Ia menjelaskan bahwa di sebagian besar Eropa, masih tertanam pola pikir bahwa liga-liga di Asia kurang kompetitif dibandingkan wilayah lain. Anggapan ini menciptakan hambatan otomatis, di mana profil pemain Indonesia seringkali dikesampingkan bahkan sebelum kemampuan teknis mereka dievaluasi secara adil.
- Doc. Stephen Mensah
"Persepsi ini menciptakan hambatan otomatis bahkan sebelum seorang pemain dievaluasi berdasarkan kemampuannya (on merit)," tambahnya. Namun, Mensah menegaskan bahwa narasi negatif tersebut bukanlah harga mati yang tidak bisa ditawar.
Kesuksesan pemain Asia lain di liga top dunia membuktikan bahwa jika pemain memiliki kualitas tinggi, asal negara tidak lagi menjadi masalah. Sorotan tajam Mensah justru tertuju pada masalah internal yang kerap diabaikan oleh para pemain lokal Indonesia, yaitu soal pola pikir.
Menurutnya, banyak pemain Indonesia yang terjebak dalam zona nyaman dan memandang sepak bola hanya sebatas aktivitas hobi yang didasari gairah semata. "Gairah (passion) itu penting, tetapi sepak bola modern juga merupakan sebuah bisnis," tegas Mensah mengingatkan.
Ia menekankan bahwa pemain yang hanya mengandalkan passion tanpa memahami branding dan nilai kontrak akan sulit dilirik oleh pasar internasional. Lebih jauh, Mensah membongkar empat pilar fundamental yang dinilainya masih lemah dalam struktur pengembangan pemain di Indonesia.
Keempat aspek krusial yang wajib dibenahi tersebut meliputi sisi teknis, pemahaman taktikal, ketahanan fisik, dan kekuatan mental. Menurutnya, bakat mentah saja tidak cukup untuk menutupi kekurangan dalam pemahaman taktik dan kedisiplinan yang menjadi standar mati di Eropa.
"Eropa menghargai efisiensi dan presisi, pemain yang bersih secara teknis beradaptasi lebih cepat dan mendapatkan kepercayaan dari pelatih di luar negeri," ungkapnya. Di akhir wawancara, Mensah memberikan pandangan optimis bahwa Indonesia memiliki bahan baku pemain yang luar biasa melimpah.
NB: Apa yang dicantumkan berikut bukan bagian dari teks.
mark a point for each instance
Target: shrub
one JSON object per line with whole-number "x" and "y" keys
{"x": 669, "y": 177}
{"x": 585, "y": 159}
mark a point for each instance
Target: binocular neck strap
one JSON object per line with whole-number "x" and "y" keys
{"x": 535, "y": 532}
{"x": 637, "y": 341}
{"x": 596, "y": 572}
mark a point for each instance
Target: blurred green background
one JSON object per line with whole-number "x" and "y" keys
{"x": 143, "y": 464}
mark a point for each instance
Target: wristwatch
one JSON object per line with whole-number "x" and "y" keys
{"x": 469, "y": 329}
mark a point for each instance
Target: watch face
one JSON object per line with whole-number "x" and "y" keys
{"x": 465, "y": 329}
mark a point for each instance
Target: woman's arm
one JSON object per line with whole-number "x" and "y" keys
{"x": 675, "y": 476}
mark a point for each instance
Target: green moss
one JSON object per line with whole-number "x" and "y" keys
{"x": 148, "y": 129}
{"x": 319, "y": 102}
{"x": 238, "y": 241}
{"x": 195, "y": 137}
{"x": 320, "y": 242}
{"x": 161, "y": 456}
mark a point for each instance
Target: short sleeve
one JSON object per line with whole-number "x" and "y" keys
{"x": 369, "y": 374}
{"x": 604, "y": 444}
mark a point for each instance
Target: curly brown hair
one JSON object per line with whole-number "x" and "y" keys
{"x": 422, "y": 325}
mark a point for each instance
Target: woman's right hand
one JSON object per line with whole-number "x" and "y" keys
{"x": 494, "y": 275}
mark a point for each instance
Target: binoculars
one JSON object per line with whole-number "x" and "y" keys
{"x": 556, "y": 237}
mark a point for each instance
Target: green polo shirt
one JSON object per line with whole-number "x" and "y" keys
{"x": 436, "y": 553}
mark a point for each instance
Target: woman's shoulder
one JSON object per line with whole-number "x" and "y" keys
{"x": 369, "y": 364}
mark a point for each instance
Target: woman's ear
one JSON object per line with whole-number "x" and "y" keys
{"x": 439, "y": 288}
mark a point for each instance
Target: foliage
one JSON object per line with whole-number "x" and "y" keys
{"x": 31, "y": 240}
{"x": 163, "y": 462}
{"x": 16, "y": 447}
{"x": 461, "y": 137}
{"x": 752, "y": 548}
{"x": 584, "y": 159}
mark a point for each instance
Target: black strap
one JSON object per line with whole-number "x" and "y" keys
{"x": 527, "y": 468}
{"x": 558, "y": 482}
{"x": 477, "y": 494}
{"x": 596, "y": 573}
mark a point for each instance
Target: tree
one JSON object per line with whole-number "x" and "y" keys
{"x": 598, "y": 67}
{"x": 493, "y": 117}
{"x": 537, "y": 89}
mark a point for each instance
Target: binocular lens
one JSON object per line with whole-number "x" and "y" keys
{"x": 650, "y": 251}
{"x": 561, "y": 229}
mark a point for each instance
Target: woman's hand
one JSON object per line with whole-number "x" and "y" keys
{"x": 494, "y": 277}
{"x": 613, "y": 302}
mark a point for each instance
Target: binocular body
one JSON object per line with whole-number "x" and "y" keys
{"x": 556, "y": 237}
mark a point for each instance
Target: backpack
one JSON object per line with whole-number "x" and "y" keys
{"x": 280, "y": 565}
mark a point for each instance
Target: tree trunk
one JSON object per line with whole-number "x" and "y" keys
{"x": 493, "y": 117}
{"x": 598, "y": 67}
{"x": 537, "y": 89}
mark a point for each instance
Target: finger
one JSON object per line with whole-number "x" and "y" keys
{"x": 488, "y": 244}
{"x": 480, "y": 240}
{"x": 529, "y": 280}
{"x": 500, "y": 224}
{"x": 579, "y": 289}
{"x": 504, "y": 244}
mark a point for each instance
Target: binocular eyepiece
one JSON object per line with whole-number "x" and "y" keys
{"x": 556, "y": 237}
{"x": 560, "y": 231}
Namun, pekerjaan rumah untuk membenahi fundamental harus segera dilakukan agar pemain kita tidak sekadar "lewat" di Eropa seperti pendahulunya. "Jika mereka memperbaiki area-area kunci ini, mereka tidak perlu mengejar Eropa justru Eropa yang akan mulai datang untuk mereka," pungkas Mensah.